HealthCentral PoliGraph, Cont’d.
January 23, 2008 by Craig Stoltz · Leave a Comment
When I committed the sin of self-promotion by writing about the HealthCentral Healthcare08 PoliGraph, in which I had a hand, I really had no idea I’d need to come back to the topic.
But the project, which plots the presidential condenders’ healthcare views on a snazzy interactive graph, has generated a bit of controversy in electroland.
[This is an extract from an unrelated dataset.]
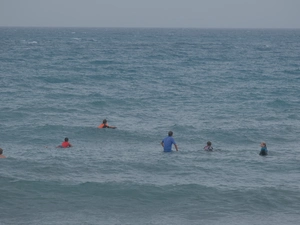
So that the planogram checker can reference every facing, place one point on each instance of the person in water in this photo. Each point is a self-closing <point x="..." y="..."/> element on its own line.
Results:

I’ve responded on the HealthCareBlog site (to which I have recently been invited to contribute), where most of the comments have collected.
See also a very thoughtful (if deeply critical) analysis at Ezra Klein’s excellent American Prospect blog.
Where are the candidates’ heads on healthcare?
January 16, 2008 by Craig Stoltz · Leave a Comment

[Warning: I have assiduously avoided using this blog to promote my own work. Until today. I promise this will be a rare, if not singular, experience.]
I just completed work on a campaign dataviz (data visualization) project for Health Central network, called the Healthcare08 PoliGraph. It plots the presidential candidates’ positions on six health care issue on both left/right and most important/least important axes.
The whole point of the project is to use interactive technology to help people extract themselves from the candidates’ rhetorical mush and actually see their differences in policy positions on issues like stem cell research and drug price controls.
I leave it to others to determine how successful the application is at accomplishing this goal (to say nothing of how accurately we’ve mapped the candidates’ positions. I suspect the campaigns will weigh in on that).
But I will let three utterly biased observations onto the page:
- The application lets you see, pretty easily, when GOPers drift into Democrat territory on certain issues (Rudy Giuliani on stem cells, John McCain on drug prices). Oddly, no Dems, except for the, how you say, difficult-to-pin-down Mike Gravel, drift into the Red Zone.
- I love the way the candidates’ heads reorganize themselves when you click from issue to issue. And the way they get bigger with mouseover. Our Flash guy deserves a case of Stoli and a case of Red Bull, ideally to be enjoyed simultaneously.
- The applications lets you map your own views on the PoliGraph with a little quiz–and then change their answers if you find out you’re close to Dennis Kucinich or Ron Paul or someone scary like that. [Don't worry: Changing your answers is only called a "flip-flop" if you're the one running for office.]
Any comments, especially constructive criticisms, warmly welcomed.
Meantime, thank you for indulging my self-promotion. We will return to our regularly scheduled harsh critique of others’ work tomorrow.